While we were renting, we put money aside and were gradually able to spruce the cottage up and make it home, but we always felt restricted because the cottage wasn’t ours. There were changes that I dreamed of making, but we didn’t want to invest any more of our time and money in someone else’s property.
‘Our patience, however, paid off. The owner eventually decided to sell the cottage and gave us first refusal – and at a discounted price of £65,000. We were overjoyed and literally jumped at the chance to make it our own at last. We set about adding heart to our home.’
‘We replastered the walls, laid wooden floors, removed old-fashioned fitted cupboards, hung new doors and put in a chimney breast and fireplace in readiness for a Suffolk farmhouse cast-iron range. I bought it online and it was delivered in the back of a van.’
‘It was far too heavy for me and the van driver to lift into the house on our own, so I called on two of our neighbours to help us carry it into the dining room. And even then we had to shuffle it into position in the fireplace – but it was a perfect fit and I absolutely love it.’

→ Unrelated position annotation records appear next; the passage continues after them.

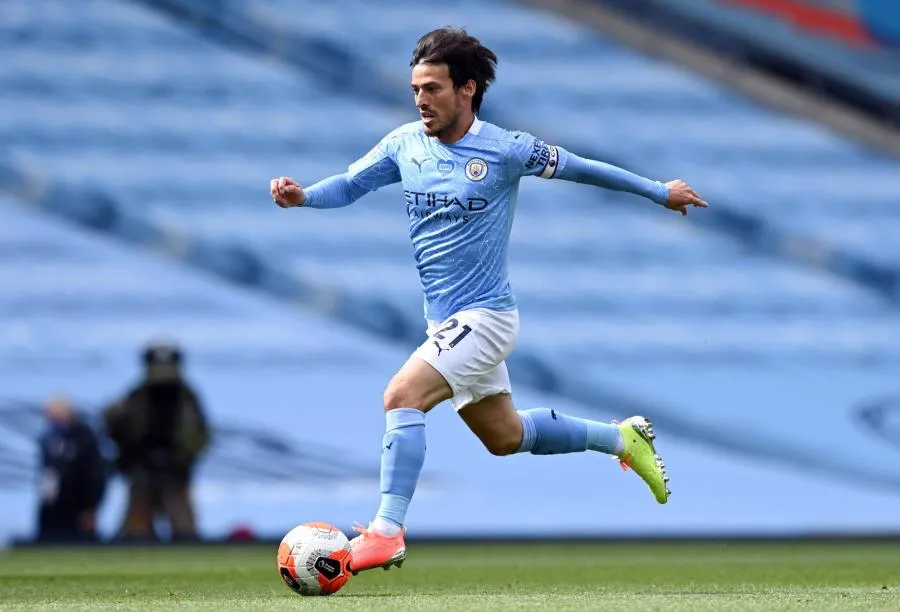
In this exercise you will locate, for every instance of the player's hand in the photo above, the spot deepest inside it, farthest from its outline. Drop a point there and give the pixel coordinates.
(681, 195)
(286, 192)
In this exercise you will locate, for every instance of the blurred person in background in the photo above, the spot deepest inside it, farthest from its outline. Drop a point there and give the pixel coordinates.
(73, 476)
(161, 431)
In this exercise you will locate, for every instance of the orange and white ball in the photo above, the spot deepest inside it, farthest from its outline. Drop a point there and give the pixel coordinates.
(313, 558)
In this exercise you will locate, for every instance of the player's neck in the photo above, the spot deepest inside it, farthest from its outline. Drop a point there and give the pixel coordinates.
(461, 128)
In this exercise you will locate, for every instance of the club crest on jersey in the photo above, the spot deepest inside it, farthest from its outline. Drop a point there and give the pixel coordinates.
(446, 166)
(476, 169)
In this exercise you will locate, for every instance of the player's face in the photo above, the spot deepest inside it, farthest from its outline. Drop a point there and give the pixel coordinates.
(440, 104)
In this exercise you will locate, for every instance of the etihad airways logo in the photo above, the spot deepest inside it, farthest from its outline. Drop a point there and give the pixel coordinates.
(442, 206)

‘The house began to evolve in a way that reflected my love of painted furniture and my husbands passion for wood. He has worked with wood all his life and is always making things, reinventing and creating. We generally go shopping together and rarely come home empty-handed.’

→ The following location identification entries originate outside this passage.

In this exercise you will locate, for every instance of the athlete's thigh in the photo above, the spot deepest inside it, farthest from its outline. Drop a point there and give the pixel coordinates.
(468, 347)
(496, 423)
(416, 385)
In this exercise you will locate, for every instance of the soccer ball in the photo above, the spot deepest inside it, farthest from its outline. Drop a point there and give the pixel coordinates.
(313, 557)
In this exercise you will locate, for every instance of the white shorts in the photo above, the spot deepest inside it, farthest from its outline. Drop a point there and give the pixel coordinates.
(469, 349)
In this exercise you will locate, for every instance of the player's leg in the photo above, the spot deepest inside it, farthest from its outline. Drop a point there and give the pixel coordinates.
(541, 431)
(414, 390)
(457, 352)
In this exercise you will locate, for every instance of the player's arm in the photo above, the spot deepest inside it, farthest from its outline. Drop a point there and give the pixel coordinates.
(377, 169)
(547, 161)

‘We like the same things and often see potential in something that someone else wouldn’t even give a second glance. And we rarely keep things the same as when we bought them – more often than not, they are re-worked, adapted or painted and completely transformed.’

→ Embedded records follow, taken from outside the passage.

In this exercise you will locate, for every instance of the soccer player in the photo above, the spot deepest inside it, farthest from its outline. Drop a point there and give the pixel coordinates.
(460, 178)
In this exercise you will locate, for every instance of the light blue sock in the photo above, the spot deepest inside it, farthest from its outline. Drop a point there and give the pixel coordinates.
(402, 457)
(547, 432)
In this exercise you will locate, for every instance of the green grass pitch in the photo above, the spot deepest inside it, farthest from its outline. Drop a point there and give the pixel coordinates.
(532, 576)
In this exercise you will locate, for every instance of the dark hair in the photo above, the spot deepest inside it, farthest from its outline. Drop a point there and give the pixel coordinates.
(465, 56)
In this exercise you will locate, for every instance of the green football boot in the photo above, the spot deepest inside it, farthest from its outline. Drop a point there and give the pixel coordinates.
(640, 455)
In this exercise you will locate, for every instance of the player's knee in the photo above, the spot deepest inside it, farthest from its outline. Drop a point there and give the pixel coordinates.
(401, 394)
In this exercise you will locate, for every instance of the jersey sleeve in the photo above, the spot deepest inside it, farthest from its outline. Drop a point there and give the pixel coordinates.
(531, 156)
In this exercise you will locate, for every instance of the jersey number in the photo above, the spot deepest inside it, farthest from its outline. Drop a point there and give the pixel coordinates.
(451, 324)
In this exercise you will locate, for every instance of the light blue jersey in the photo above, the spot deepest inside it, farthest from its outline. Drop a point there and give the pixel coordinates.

‘Sometimes I have to be strong and not buy something simply because we haven’t got the room – but there is always space for the smaller pieces that turn a house into a home. I like things that create memories. Everything in the cottage has a story attached to it.’
‘My husband and I are both avid collectors of all sorts of things, from glassware and tins to fabrics, wood and furniture. We often spend our weekends looking around car-boot sales and antiques fairs for bargains. Neither of us likes to see things forgotten about or go to waste, especially if there’s potential for them to be loved and appreciated by us.’
‘It’s really satisfying to be able to rescue a discarded unloved piece of furniture and turn it into something that can be both useful and beautiful at the same time. We’ve even rescued unwanted furniture from skips. The pelmet in the dining room, for example, was destined for the tip when I spotted it and so I asked the owner if I could have it. Most people are happy someone else can find good use for something they no longer want.’
‘We don’t want our home to be the same as anyone else’s and this way we make everything individual and personal. Our appreciation of anything with history is rubbing off on our grown-up sons. One of them has recently got his own house and has already asked us to do up one or two things for him.’
‘They both like the idea of creating a lovely place to live on a budget. After all, you don’t have to spend a fortune to create a beautiful home.’